What’s next for AlphaFold and the AI protein-folding revolution
EVEscape is an impressive SARS-CoV-2 soothsayer. Half of the mutations the model predicted in a region of the cell-invading spike protein most prone to change have already been observed in real-world SARS-CoV-2 variants, a figure that should grow as the virus continues to evolve2.
In work posted on bioRxiv this week3, the team used the model to create a set of potential sequences for the SARS-CoV-2 spike protein, some containing as many as 46 mutations from the ancestral strain, with the hope of anticipating the virus’s future evolution and contributing to the development of experimental vaccines.
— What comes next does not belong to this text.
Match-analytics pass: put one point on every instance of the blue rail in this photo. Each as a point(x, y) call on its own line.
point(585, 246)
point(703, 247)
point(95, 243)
The model isn’t limited to SARS-CoV-2. Marks and her colleagues found that it could also predict the evolution of HIV, influenza, Nipah and the virus that causes Lassa haemorrhagic fever. When a new virus with pandemic potential pops up, the team hopes to be ready with predictions for its evolution — and perhaps even vaccines based on those predictions.
Melanie Saville, CEPI’s executive director of vaccine research and development, says that machine learning has the potential to vastly increase the number of vaccine designs that can be used quickly to identify the most promising candidates. “We just need to be cautious not to say this computational design is going to be the solution to everything,” she says. “But it’s a great starting point.”